3.2.6. Coefficient of Variation (CV) from Image-Based Spread Analysis
Image analysis via OpenCV in Python was applied to evaluate feed dispersion consistency through the coefficient of variation (CV), which quantifies spatial variability by comparing high-concentration feed zones to the total dispersed area. The visual outputs included binary masks, grayscale intensity plots, and heatmaps, offering insight into dispersion patterns (
Figure 12).
The results revealed a central feed concentration with a limited radial reach, which was likely due to the impeller geometry and insufficient outward velocity. At higher RPMs, vortex formation and centripetal flow may trap feed centrally, whereas physical feed properties, such as pellet density and moisture content, further limit dispersion due to rapid settling. The feed density heatmap overlay in
Figure 12 shows this distribution pattern, where warmer colors (yellow to red) indicate higher feed concentration and cooler colors (blue to green) represent lower feed density across the tank surface. These findings are consistent with the surface response results, indicating a reduced mean spread at high speeds.
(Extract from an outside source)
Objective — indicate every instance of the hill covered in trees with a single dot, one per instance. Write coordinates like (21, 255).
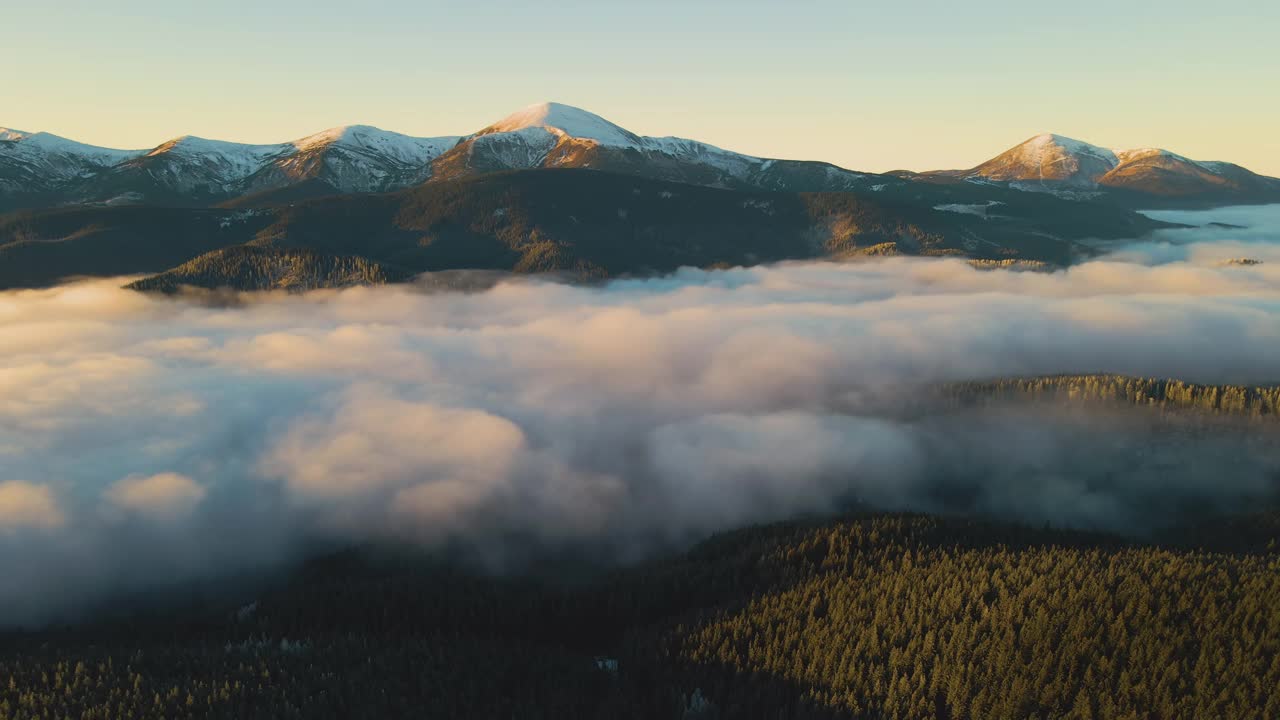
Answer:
(904, 616)
(1160, 393)
(583, 223)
The lowest CV (0.13) occurred in Run 4 (low RPM, middle mass, high time), suggesting that a longer dispersion time and lower impeller speed promote stable flow fields and more uniform feed spread. High-speed trials (CV = 0.21–0.25) resulted in a localized but consistent distribution, whereas mid-speed, low-mass/time runs (CV = 0.32–0.35) presented greater variability, highlighting the sensitivity of feed spread to interaction effects.